Not only does this expand the attack face from a SWATTING and DDoS perspective, it is actually quite useless unless there is a Mutual Aid and MOU agreement in place with the other agency. Without the proper authority and the radio comms infrastructure, as well as access to the CAD, there really isn’t much that those agencies can do other than answer the call and write down the information. They then need to figure out a way to get that incident to the agency that can provide service. Typically, if there is no access to the radio network of the adjacent community, or no visibility to the computer-aided dispatch or CAD system, there is little they can actually do with the information they have. Also, remember that if the call has overflowed to them in the first place, they might not even have a way of reaching the original agency using conventional methods, Where is the problem?

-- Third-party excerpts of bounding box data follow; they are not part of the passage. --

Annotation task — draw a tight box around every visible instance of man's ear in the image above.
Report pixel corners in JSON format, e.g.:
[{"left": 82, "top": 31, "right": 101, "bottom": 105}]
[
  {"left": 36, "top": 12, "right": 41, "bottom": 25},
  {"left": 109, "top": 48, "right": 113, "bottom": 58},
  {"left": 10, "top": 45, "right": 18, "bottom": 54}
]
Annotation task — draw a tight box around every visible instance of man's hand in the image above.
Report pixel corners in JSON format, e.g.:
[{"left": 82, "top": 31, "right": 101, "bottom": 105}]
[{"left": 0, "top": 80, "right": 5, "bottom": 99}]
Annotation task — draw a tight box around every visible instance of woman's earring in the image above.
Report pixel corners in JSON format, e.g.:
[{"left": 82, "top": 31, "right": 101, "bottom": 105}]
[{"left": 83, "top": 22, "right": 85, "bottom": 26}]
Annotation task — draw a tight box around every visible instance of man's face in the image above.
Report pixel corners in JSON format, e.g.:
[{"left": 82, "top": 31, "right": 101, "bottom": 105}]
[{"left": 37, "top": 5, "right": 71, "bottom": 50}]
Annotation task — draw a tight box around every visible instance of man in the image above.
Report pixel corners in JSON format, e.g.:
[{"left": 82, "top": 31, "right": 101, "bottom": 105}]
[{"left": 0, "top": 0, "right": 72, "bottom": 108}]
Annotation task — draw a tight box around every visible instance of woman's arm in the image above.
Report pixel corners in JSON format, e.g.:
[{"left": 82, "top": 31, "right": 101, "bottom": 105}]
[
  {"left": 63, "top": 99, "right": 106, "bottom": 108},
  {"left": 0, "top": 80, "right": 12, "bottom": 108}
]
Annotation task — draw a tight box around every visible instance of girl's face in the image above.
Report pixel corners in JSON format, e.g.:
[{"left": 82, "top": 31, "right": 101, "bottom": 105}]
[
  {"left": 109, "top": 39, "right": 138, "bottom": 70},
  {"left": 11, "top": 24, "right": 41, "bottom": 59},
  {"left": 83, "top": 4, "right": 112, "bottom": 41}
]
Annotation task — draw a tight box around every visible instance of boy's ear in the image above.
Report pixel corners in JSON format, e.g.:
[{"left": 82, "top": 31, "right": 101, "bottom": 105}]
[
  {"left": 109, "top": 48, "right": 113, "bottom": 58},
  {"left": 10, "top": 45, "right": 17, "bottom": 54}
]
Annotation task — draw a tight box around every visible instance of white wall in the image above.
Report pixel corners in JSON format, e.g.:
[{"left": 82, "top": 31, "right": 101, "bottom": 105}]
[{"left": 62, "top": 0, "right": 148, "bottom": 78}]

The Core Problem: Dedicated 911 Trunks
The existing 911 network in the US is dependent on specialized CAMA trunks. Queries for location use the Automatic Number Identification (ANI) received with the call to determine the location of the caller, and a direct peer-to-peer relationship exists between the PSAP and the local exchange carrier 911 Central Office using these single-purpose trunks.

Since these trunks are limited in number, when a non-emergency call arrives on an emergency trunk, that line becomes tied up for the duration of that call, even if the resource that handles the call is a non-emergency resource. This creates a traffic engineering problem, because now the number of trunks reserved to handle emergency calls are taking the additional non-emergency traffic, something that totally Skews the Erlang calculations used to engineer the number of circuits.
311 to the rescue?
Many believe, and cities like NYC and Philadelphia have implemented, a localized 311 non-emergency service designed to offload non-emergency calls from 911 Call centers and call takers. The call handling technology used to deliver a 311 service is similar to that in the 911 center. This allows the 311 facility itself to become a natural choice for a disaster recovery location or if a facility is needed to house a temporary relief workforce for the 911 center due to capacity or physical damage.
The fact that a 311 center exists though, does not itself provide a solution to the problem, a little more is required. The root cause of the overload issue noted earlier is that people dial 911 when they should have dialed 311. In other words, their call is arriving on the wrong network, and that wrong network has limited resources from a trunking perspective.
Are rubber bands the fix?
While fixes for critical emergency communications from the public should never use duct tape and rubber bands, “elasticity” does bring significant value. Looking back on legacy trunking, of nearly any kind, there is the limitation of a physical circuit on a pair of copper wires. If I need one, I order one. If I need 10, then I order 10. If I need 10, but I only can get 8, then I am short by 2, and there is not much I can do about it. SIP trunking, on the other hand, is delivered over a data facility. The actual bandwidth on that facility can often be dynamic and Is commonly referred to as “a pipe.”
When thinking about the characteristics of data, often it equates very nicely to water. If I need to deliver more water, I need to get a bigger pipe; if I need to deliver more data, the same concept applies. That being said, an inherent benefit of a “data pipe” is that often the delivery medium is the same regardless of the capacity or size. Now a request to the carrier can turn-up or turn-down service capacities through software or configuration. Because of this, the size of the pipe becomes elastic and flexible to my current trends and needs.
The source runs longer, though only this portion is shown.